Für Werner Hüsler, Geschäftsführer des Verbands der Luzerner Waldeigentümer, steht trotzdem fest: «Die Zahlen der Forststatistik sind nicht repräsentativ für die Situation der Waldeigentümer. Diese verdienen am Holz grundsätzlich nicht viel.» Ein Baumbestand werde 60 bis 70 Jahre lang gepflegt, bis geerntet werden könne. «Im optimalen Fall bleiben dem Waldeigentümer im Mittelland nach Abzug der Erntekosten 30 bis 40 Franken pro Kubikmeter Holz, damit kann der Wald nicht als Wertanlage bezeichnet werden. Im Berggebiet können mit dem Erlös nicht einmal die Erntekosten gedeckt werden.»
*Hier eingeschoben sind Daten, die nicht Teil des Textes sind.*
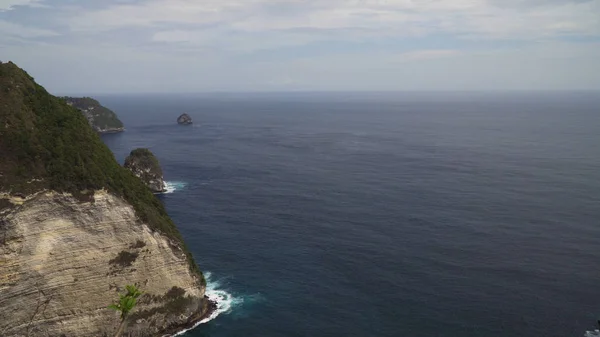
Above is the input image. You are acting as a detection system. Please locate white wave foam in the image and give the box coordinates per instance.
[172,272,244,337]
[163,181,187,194]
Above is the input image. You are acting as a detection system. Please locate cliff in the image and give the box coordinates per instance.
[125,149,165,193]
[0,62,209,336]
[62,97,125,133]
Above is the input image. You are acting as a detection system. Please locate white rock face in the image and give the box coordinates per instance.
[0,191,207,336]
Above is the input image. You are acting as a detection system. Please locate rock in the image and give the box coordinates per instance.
[125,149,166,193]
[0,62,210,337]
[0,191,210,337]
[177,114,192,125]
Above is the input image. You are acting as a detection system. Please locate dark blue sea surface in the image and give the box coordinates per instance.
[98,92,600,337]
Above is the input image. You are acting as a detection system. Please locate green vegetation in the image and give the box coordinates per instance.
[0,62,205,284]
[62,97,123,132]
[108,250,139,267]
[108,285,142,337]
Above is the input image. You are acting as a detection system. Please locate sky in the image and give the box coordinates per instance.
[0,0,600,94]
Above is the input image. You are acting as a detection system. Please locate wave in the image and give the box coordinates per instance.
[163,181,187,194]
[172,272,244,337]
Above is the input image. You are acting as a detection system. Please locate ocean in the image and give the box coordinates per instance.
[97,92,600,337]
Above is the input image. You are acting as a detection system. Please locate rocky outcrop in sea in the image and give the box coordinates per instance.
[125,149,166,193]
[177,114,193,125]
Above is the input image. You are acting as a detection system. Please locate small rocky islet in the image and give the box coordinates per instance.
[124,148,166,193]
[177,114,193,125]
Sicher gebe es grössere private Waldbesitzer wie etwa in Entlebuch, wo die Erträge aus dem Wald ein wichtiger Teil des Betriebseinkommens bildeten. «Im Grossen und Ganzen steht für die vielen kleinen Waldbesitzer bei der Arbeit aber vor allem die Liebe zum Wald im Mittelpunkt.» Ausschlaggebend hierfür sei, neben dem mittlerweile tiefen Marktpreis von Holz, die starke Nutzungsreglementierung des Bundes. «Wir haben in der Schweiz nicht Plantagen wie in Afrika. Hier hat der Wald auch öffentliche Aufgaben. Er dient dem Menschen zum Schutz oder als Naherholungsgebiet und er ist Lebensort für Tiere.» Lukrative Ausnahmen finden sich, so Hüsler, bei Spezialbäumen, sogenanntem Wertholz, wie Nuss- oder Ahornbäumen. «Hier kann ein besonderes Einzelstück 4000 bis 6000 Franken wert sein.»
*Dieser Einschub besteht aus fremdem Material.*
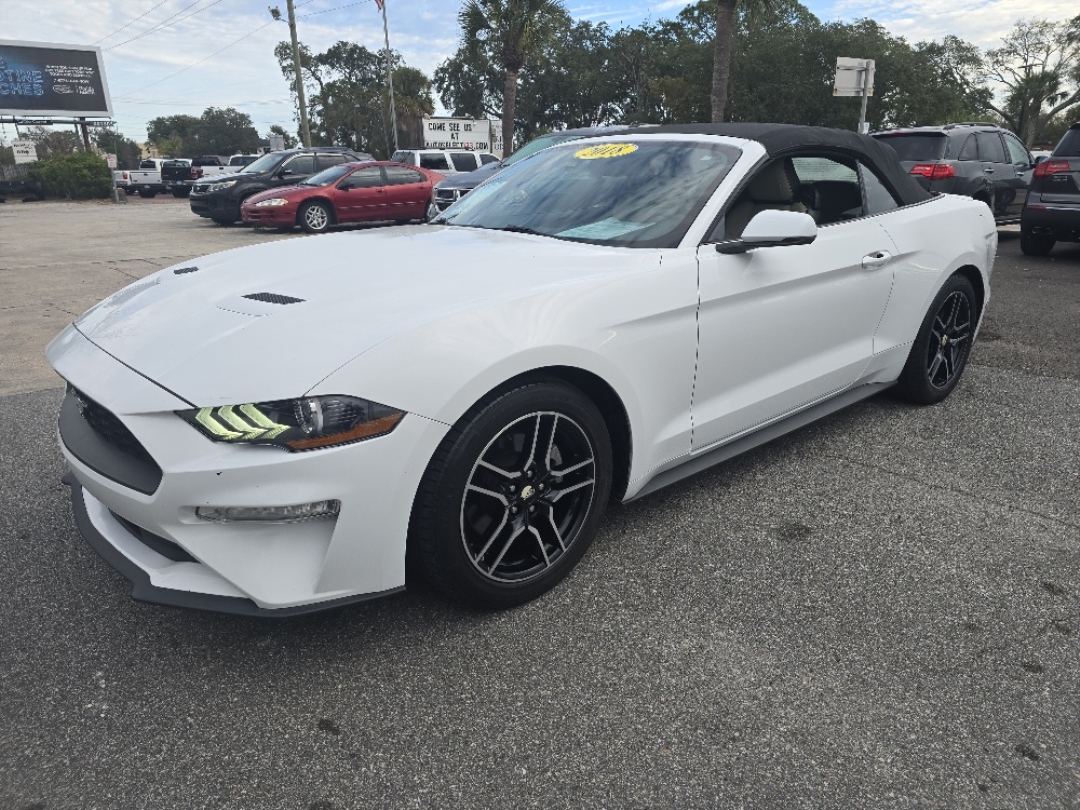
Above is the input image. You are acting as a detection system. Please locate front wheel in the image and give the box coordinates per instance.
[1020,229,1055,256]
[296,202,334,233]
[899,275,977,405]
[409,380,612,608]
Holzbranche vor goldener Zukunft?

Für Pirmin Jung sind in der Schweiz die politischen Rahmenbedingungen noch nicht so weit, damit sich inländisches Holz als nachhaltiger Rohstoff etablieren könnte. «Der Fokus sollte mehr auf Wirtschaftswälder gerichtet werden, weil irgendwann in der Zukunft weltweit eine Knappheit an Holz auftreten wird», sagt der Präsident von Pro Holz Lignum Luzern, der Dachorganisation der Luzerner Wald- und Holzwirtschaft. Jung ist überzeugt, dass der Holzbranche eine goldene Zukunft blühen kann. «Auch die Chinesen kommen allmählich auf den Geschmack von Holz. Gemeinschaftsunternehmen erschliessen bereits jetzt Wälder in Sibirien mit Strassen.» Langfristig gesehen werde unser Holz gebraucht.
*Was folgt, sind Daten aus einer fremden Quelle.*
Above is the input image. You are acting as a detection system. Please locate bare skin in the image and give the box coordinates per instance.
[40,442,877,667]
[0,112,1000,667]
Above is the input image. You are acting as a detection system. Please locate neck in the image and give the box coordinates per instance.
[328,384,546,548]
Die aktuell guten Zahlen der Luzerner Forstbetriebe erachtet Jung als trügerisch. Er führt sie ebenfalls auf den grossen Anteil von Privatwald zurück. «Viele Bauern gehen im Winter als Waldeigentümer in den Wald, wenn sie sonst keine andere Arbeit haben. Diese Stunden werden kaum aufgeschrieben. Genaue Zahlen sind in diesem Bereich wohl ein Ding der Unmöglichkeit.»